Cette entreprise de dévoilement dans un quotidien devenu invisible est appuyée par une technique précise. Le choix de la nuit et de l’éclairage naturel des néons, des réverbères, des temps de pose très longs, des formats de photos adaptés à chacune, tout cela fait la force et l’évidence de ces travaux. Par exemple, les couleurs de Speak : Stone avec ces lueurs violettes, le jaune du sable de Science-Fiction. Tout cela donne cette atmosphère irréelle et intemporelle aux photos, leur fournit un caractère d’évidence. De plus, l’absence de localisation précise augmente le caractère général de ces oeuvres.

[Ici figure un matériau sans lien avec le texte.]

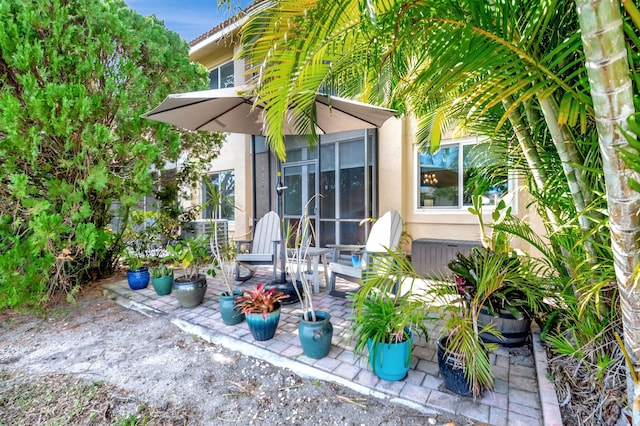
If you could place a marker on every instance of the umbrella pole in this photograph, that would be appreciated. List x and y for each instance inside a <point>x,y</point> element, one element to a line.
<point>283,285</point>
<point>280,191</point>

Dans nos sociétés urbaines où le sens semble disparaître, Rut Blees Luxemburg nous amène à regarder à nouveau, à poser un regard neuf sur ce que nous ne voyons plus. C’est à une déambulation poétique et pleine de finesse au sein de nos villes qu’appellent ces photos. Exposition présentée dans le cadre du Mois de la Photo à Paris

Rut Blees Luxemburg :
— Speak : Stone, 2004. C-print sur aluminium. 170 x 140 cm.
— Working Title : Crack, 2004. C-print sur aluminium. Dimensions variables.
— Conception of Perseus, 2003. C-print sur aluminium. 100 x 165 cm.
— Science-Fiction, 2003. C-print sur aluminium. 70 x 95 cm.
— The Sleepers I, 2004. C-print sur aluminium. 120 x 216 cm.
— The Sleepers II, 2004. C-print sur aluminium. 120 x 216 cm.
— Immobilière, 2003. C-print sur aluminium. 90 x 115 cm.
— Monument, 2003. C-print sur aluminium. 90 x 115 cm.